The Travis Brust file
Was named executive chef for the Williamsburg Inn part of Colonial Williamsburg in March 2011. Was instrumental in the creation of Regency Room and Terrace Room menus and worked with the culinary staff in creating meals for visiting dignitaries and royalty during his career at the Inn. He joined the Williamsburg Inn culinary staff in 2002 during an apprenticeship working as a cook in night production and returned to the Inn in 2004 as a lead line cook until he was named sous chef in 2005. He was promoted to executive sous chef in 2008, chef du cuisine in 2009 and executive chef at the age of 29.

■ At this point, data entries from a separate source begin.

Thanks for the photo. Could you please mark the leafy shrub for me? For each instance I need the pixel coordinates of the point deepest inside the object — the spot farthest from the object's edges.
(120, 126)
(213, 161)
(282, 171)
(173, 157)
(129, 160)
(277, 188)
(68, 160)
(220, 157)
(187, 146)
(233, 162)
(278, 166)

Under his leadership, the Inn has introduced special dining events and he excels in the preparation of such classics as rack of lamb and chateaubriand as well as innovative pairings of regional foods from local purveyors. In October of 2012, he led a Williamsburg Inn culinary team in the preparation and presentation of a six-course Regency Room-inspired reception and dinner at the James Beard House in New York City.
His career has taken him from apprenticeships and internships in nearly every position in the kitchens of the Balsams Grand Resort Hotel in Dixville Notch, NH, the American Club in Kohler, WI, the Gasparilla Inn in Gasparilla, FL, Jupiter Island Club in Jupiter Island, FL, Wigwam Resort in Phoenix and the Williamsburg Inn.
In April 2003, Travis was one of the first four chefs to complete and pass the Pro Chef Level One exam given at the Culinary Institute of America in Hyde Park, N.Y. He received the Johnson and Wales Grand Award for Professionalism in 2003 and in 2004 was named Chapter Chef of the Year of the ACF Chapter of Northern New Hampshire. He has received multiple gold and silver medals in state and regional culinary competitions. He is the chairman of the Culinary Apprenticeship Board of the Virginia Chefs Association.
A 1999 graduate of Monticello High School, he is the son of Tara and the late Jack Brust. He has a brother, Devin, and two sisters, Courtney and Kylie.